We are showing you the US version of our site: would you prefer a different location?
Part 2 - Fifteenmile
I know not to tense up, anxiety is only going to make my situation worse. I need to be fluid and loose, need to shift down and spin. An internal status report suggests things aren’t good . At 64 miles in we’re less than half way done and both the road and temperature promise to climb significantly before the day is over. I fade back, just to the left of the group. Out of the saddle and in too big a ring, I check in with each of the faces and each set of legs as they go by in a pace line. I’m looking for hints of pain and suffering, making eye contact if I can. ‘Nice pull, nice effort Daniel,’ says Aaron evenly and without gasp or effort. I hate it that he’s not hurting and he knows it – he can see it in my eyes. Greg is next, offering a consoling head tilt. He smiles and then easily pulls through. Hahn doesn’t even look up when he rolls by under the power of an absurdly high and graceful cadence. Ryan is caked in salt and looking worked but goes by smoothly nevertheless. Too smoothly. My legs, in contrast, are poorly syncopated pistons, seizing and jerking.

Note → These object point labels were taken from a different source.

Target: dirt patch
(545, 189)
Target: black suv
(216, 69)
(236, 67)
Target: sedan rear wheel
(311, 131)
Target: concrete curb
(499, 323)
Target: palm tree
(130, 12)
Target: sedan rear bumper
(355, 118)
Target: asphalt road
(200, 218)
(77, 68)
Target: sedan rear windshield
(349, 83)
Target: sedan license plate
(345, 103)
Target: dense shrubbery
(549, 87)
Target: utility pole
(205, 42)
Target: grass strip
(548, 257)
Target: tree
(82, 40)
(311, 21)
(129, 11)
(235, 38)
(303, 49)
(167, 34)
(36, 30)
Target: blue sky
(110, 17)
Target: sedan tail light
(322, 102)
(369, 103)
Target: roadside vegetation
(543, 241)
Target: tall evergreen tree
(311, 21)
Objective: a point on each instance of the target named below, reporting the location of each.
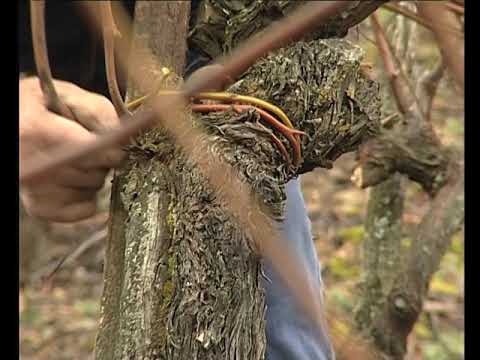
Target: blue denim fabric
(290, 336)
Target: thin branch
(427, 87)
(391, 69)
(452, 47)
(235, 193)
(428, 23)
(456, 8)
(55, 104)
(110, 31)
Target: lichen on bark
(190, 278)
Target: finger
(63, 131)
(95, 113)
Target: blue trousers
(290, 336)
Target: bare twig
(110, 31)
(428, 23)
(452, 47)
(456, 8)
(393, 72)
(427, 88)
(234, 193)
(79, 250)
(37, 11)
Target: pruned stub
(191, 285)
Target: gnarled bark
(181, 276)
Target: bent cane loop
(110, 31)
(275, 36)
(39, 40)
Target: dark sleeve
(75, 52)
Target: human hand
(68, 193)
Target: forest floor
(58, 318)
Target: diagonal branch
(222, 177)
(396, 83)
(110, 31)
(451, 47)
(428, 23)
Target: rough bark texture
(181, 277)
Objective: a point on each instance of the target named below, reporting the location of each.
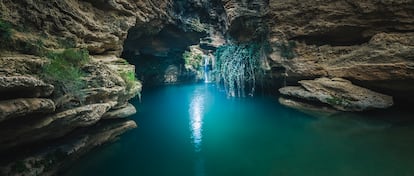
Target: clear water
(194, 130)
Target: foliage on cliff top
(5, 33)
(64, 70)
(5, 30)
(129, 78)
(237, 66)
(193, 60)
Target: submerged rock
(338, 93)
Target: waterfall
(206, 69)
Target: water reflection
(196, 111)
(196, 118)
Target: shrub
(33, 47)
(5, 30)
(65, 71)
(5, 33)
(129, 78)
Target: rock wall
(367, 42)
(370, 43)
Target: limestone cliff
(369, 43)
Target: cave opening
(158, 56)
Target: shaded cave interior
(159, 57)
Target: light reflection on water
(196, 112)
(196, 118)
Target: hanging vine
(237, 67)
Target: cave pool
(195, 130)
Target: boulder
(23, 86)
(25, 106)
(50, 127)
(124, 112)
(338, 93)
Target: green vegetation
(64, 70)
(192, 60)
(129, 78)
(337, 101)
(237, 65)
(5, 33)
(287, 49)
(33, 47)
(19, 167)
(5, 30)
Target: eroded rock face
(23, 86)
(49, 160)
(338, 93)
(24, 106)
(37, 121)
(99, 26)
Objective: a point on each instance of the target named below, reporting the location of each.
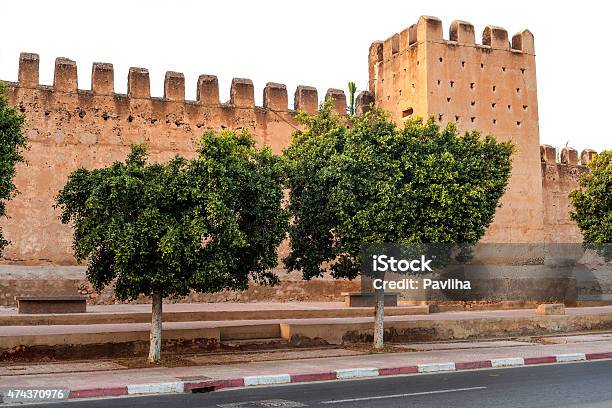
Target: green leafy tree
(161, 230)
(12, 142)
(372, 183)
(592, 203)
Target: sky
(318, 43)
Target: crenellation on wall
(69, 128)
(207, 92)
(569, 155)
(548, 154)
(275, 97)
(586, 156)
(559, 179)
(28, 70)
(102, 78)
(495, 37)
(174, 86)
(242, 93)
(391, 46)
(429, 28)
(487, 87)
(363, 102)
(139, 85)
(65, 75)
(523, 41)
(339, 100)
(306, 99)
(462, 32)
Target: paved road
(586, 384)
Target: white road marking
(412, 394)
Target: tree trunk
(155, 337)
(379, 319)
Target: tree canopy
(370, 182)
(12, 142)
(205, 224)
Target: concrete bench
(364, 299)
(51, 304)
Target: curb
(344, 374)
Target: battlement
(568, 156)
(461, 33)
(242, 93)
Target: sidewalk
(69, 341)
(106, 379)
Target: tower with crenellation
(489, 87)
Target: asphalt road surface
(586, 384)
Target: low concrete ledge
(362, 299)
(51, 304)
(551, 309)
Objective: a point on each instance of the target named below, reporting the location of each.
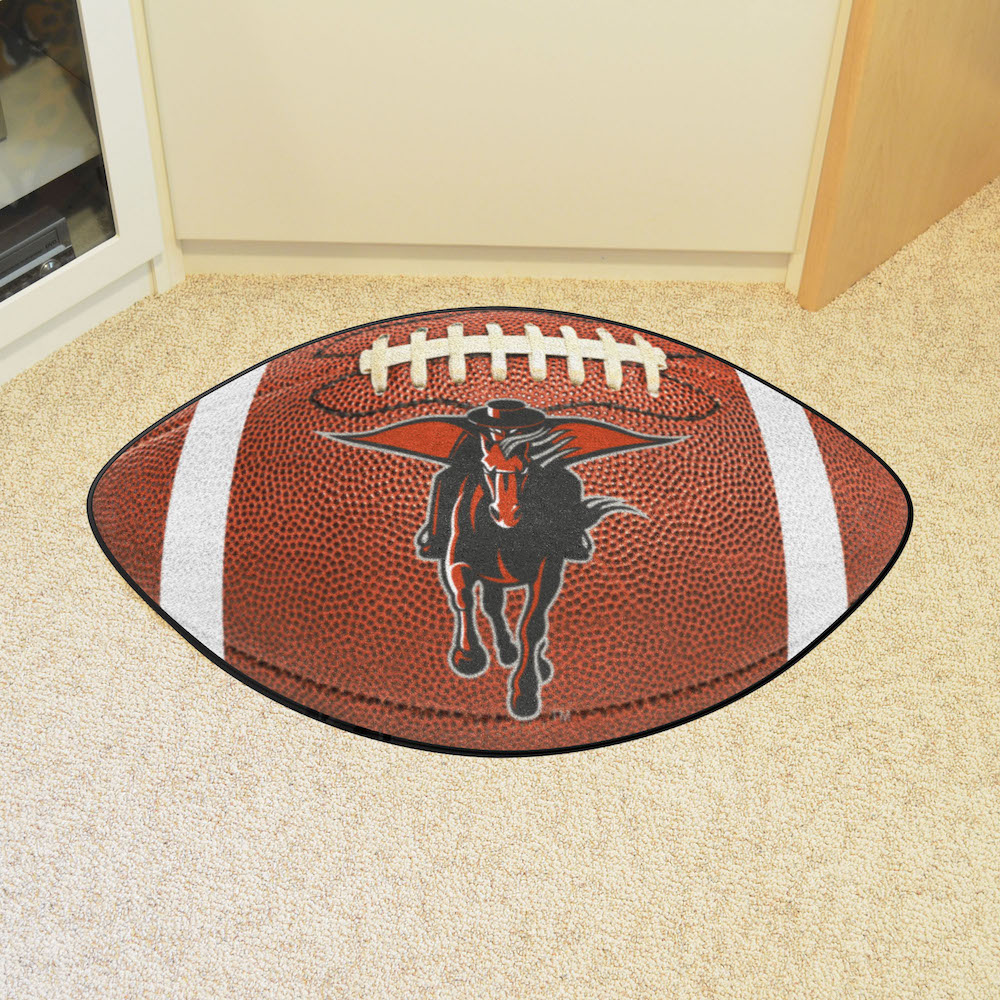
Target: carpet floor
(167, 832)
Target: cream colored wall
(669, 128)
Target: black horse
(506, 512)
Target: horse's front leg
(533, 669)
(468, 657)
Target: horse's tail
(597, 508)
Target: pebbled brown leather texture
(327, 604)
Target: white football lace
(456, 347)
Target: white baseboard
(20, 354)
(238, 257)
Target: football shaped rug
(500, 531)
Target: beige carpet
(167, 832)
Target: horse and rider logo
(506, 511)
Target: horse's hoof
(523, 702)
(507, 651)
(469, 663)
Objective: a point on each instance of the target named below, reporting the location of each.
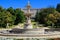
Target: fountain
(28, 24)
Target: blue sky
(23, 3)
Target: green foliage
(11, 16)
(58, 7)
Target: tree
(46, 16)
(58, 8)
(20, 18)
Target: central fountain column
(28, 24)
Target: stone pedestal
(28, 24)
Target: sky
(33, 3)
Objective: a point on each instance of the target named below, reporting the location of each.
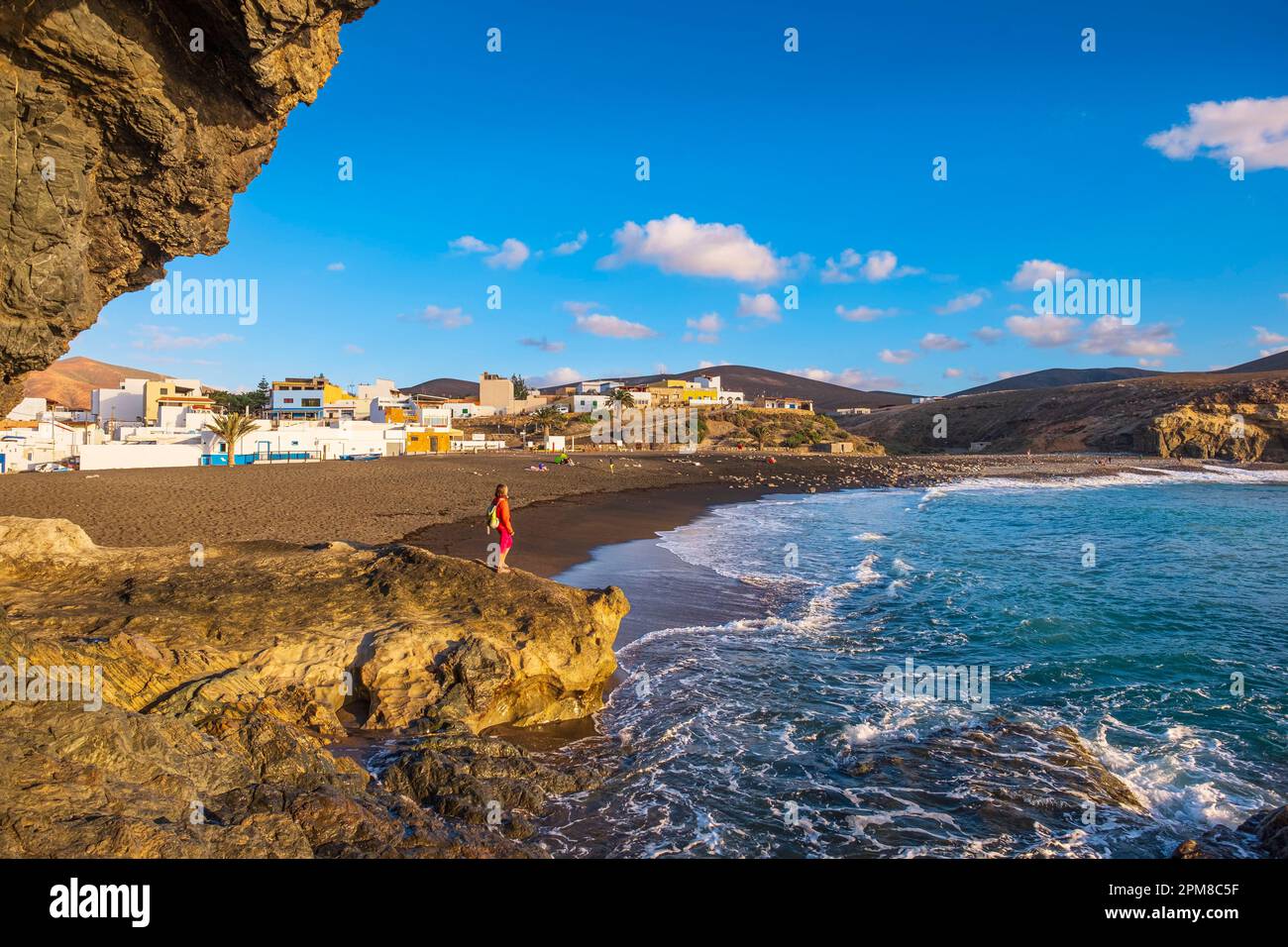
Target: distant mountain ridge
(1275, 363)
(1057, 377)
(71, 380)
(445, 388)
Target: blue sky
(763, 166)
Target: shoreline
(554, 536)
(397, 497)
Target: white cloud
(761, 307)
(511, 256)
(1046, 330)
(571, 247)
(1031, 270)
(837, 270)
(438, 316)
(863, 313)
(897, 357)
(1274, 342)
(612, 328)
(544, 344)
(938, 342)
(880, 265)
(558, 376)
(704, 329)
(166, 339)
(682, 245)
(1108, 335)
(966, 300)
(850, 377)
(471, 245)
(1252, 129)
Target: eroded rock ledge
(224, 672)
(124, 146)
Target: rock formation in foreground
(127, 136)
(224, 677)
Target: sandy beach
(438, 501)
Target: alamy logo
(652, 425)
(73, 899)
(179, 296)
(37, 684)
(956, 684)
(1078, 296)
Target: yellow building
(681, 392)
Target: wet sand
(561, 514)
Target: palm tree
(232, 428)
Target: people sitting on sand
(498, 519)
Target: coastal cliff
(226, 674)
(129, 128)
(1241, 418)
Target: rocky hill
(445, 388)
(69, 381)
(1189, 415)
(1057, 377)
(1275, 363)
(756, 382)
(125, 145)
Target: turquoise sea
(1145, 616)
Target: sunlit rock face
(211, 685)
(128, 129)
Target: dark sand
(387, 499)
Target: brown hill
(69, 380)
(445, 388)
(1059, 377)
(1189, 415)
(756, 382)
(1275, 363)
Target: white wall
(117, 457)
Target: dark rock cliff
(128, 128)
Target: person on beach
(498, 519)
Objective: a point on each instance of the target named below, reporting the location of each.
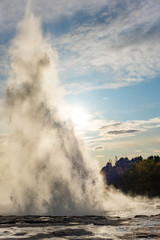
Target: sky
(109, 64)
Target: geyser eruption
(44, 168)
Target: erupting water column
(45, 170)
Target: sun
(79, 117)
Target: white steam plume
(44, 169)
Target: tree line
(137, 176)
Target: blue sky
(109, 64)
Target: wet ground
(76, 228)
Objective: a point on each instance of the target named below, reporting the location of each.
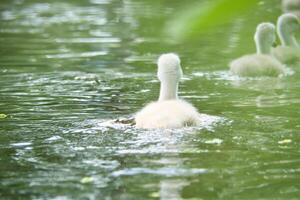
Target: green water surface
(66, 67)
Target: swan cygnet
(262, 63)
(289, 51)
(168, 111)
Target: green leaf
(203, 17)
(2, 116)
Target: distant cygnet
(289, 51)
(262, 63)
(291, 6)
(168, 111)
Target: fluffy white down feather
(257, 65)
(167, 114)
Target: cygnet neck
(262, 47)
(168, 90)
(286, 38)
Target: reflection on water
(68, 70)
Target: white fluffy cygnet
(168, 111)
(289, 51)
(291, 6)
(262, 63)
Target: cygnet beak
(275, 44)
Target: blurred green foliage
(203, 17)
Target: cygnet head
(289, 23)
(169, 68)
(265, 37)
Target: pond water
(67, 68)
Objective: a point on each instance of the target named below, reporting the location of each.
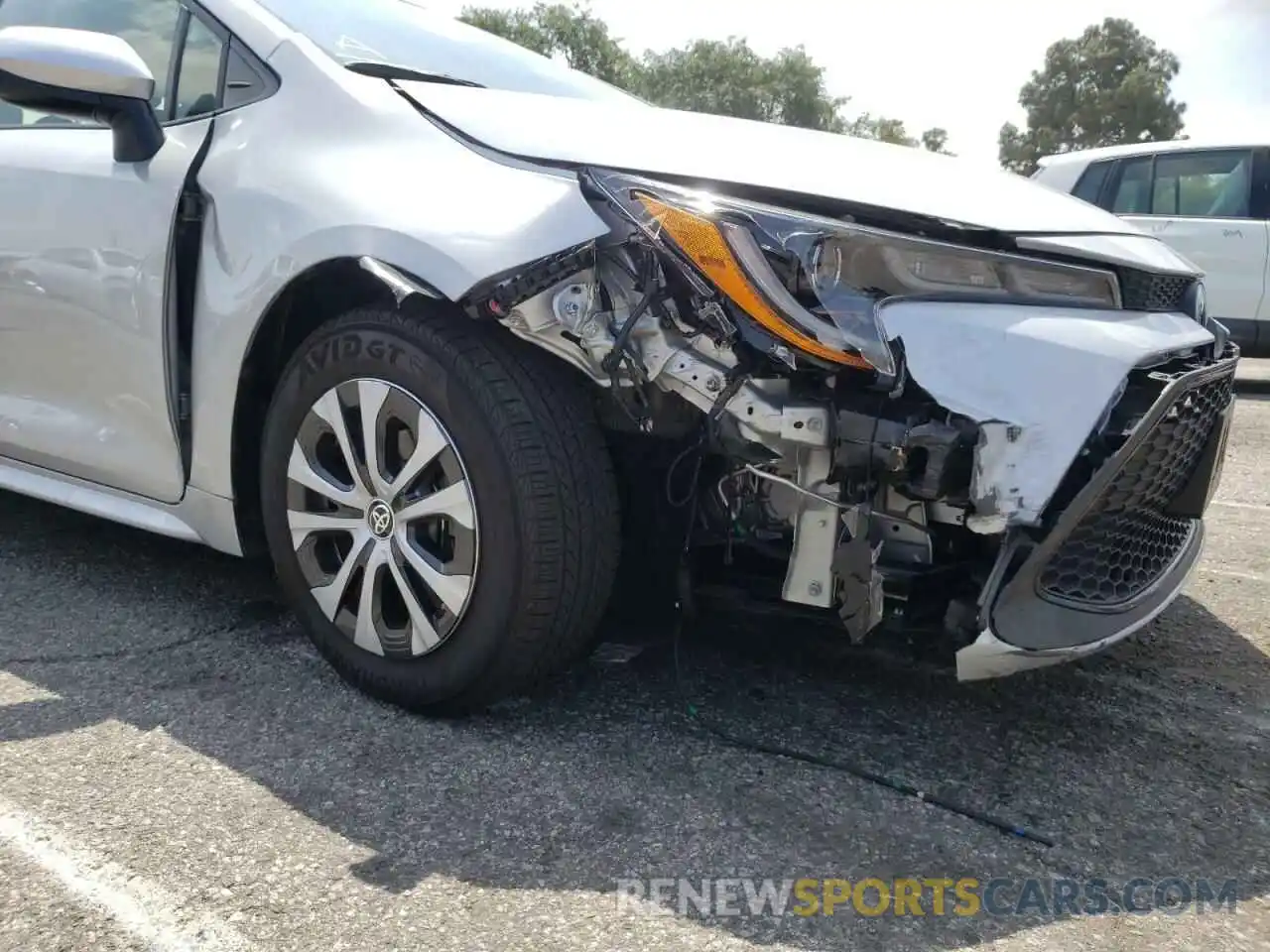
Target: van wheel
(440, 508)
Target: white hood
(711, 148)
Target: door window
(1199, 184)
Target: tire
(544, 539)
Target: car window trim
(1118, 176)
(1260, 200)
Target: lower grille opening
(1127, 540)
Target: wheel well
(314, 298)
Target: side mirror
(84, 75)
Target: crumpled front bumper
(1121, 549)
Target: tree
(1109, 85)
(730, 79)
(725, 77)
(570, 32)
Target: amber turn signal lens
(706, 248)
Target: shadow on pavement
(1146, 763)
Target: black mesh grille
(1142, 291)
(1127, 540)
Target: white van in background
(1209, 200)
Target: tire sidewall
(445, 385)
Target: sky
(960, 63)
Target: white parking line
(1228, 574)
(140, 907)
(1241, 506)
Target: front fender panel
(341, 167)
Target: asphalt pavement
(180, 771)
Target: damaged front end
(1005, 453)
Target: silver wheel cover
(382, 518)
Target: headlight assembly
(816, 284)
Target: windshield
(403, 33)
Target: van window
(1197, 184)
(1089, 184)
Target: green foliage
(1109, 85)
(725, 77)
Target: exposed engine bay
(816, 468)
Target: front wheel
(440, 508)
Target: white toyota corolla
(477, 348)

This much I know about myself. When I’m about to ‘pop’ and cramp for good, like for the rest of the day, I needlessly and wantonly attack. Like a big, dumb wild animal that has sustained fatal wounds, one that lunges recklessly at anything and everything in a pointless and counterproductive attempt at survival. Just raw, unfocused rage, panic making a last stand. Like the suspect on PCP who walks through countless police officers wielding mace and shotgun shells as if they were sprinklers on a hot day. Crazy and disconnected from reality. I know that in the moment before I crack, I’ll sprint and charge and force whatever remains from my body. I’ll spit and foam and cry. I’ll bury myself.
And that’s why I jump. Despite the grim forecast issuing from my body, despite the debilitating cramp looming on the horizon, just before lunch and the town of Dufur, on a series of long rolling hills and straights, I jump. At first, my effort is strong but the group’s answers come swiftly and definitively. In less than a quarter mile on a steeper section I’m dropped, left to scramble up the road alone. On the downhill section, I catch up with a struggle and when the road levels out, I resume my attack. Once again, I start a fight I can’t finish and my right hamstring begins to seize for real. This goes on for several miles. The others are laughing at me, they know. Every new attack is more diminished than the previous one, a little more pathetic. I’m riding myself into the ground. Ten miles out, inspired by my increasingly spastic and desperate desire to force pain on to the group, the others counterattack in earnest. And that’s when I pop for good.
The Dalles is an honest and proud river town currently making the shift from ‘the way it’s always been’ to ‘the way it’s gonna be.’ From abandoned machine shops, depressing grocery stores and drive-thru espresso stands to micro-breweries and art galleries. Leaving the Columbia, a series of roads with names like ‘Eighteenmile’ and ‘Fifteenmile’ head south, up on to the hot rolling plains that signal the beginning of eastern Oregon. In every direction, brown, golden-green fields of grain shift, from shiny side to dull side, in the heavy oven-like winds blowing steadily out of the east. The occasional creek or stream, indicated by large oaks and tiny wooden bridges, run through the low spots where steep hills merge. From time to time, antique silos, rusty creaking windmills and schoolhouses perch at the edge of the street, watching patiently as we pass. Our advance to Dufur is steady and up, devoid of services or respite, not so much as a filling station. Mt Hood appears as a pointy white illusion, a beacon in the haze coming ever closer, growing bigger and bigger with every mile.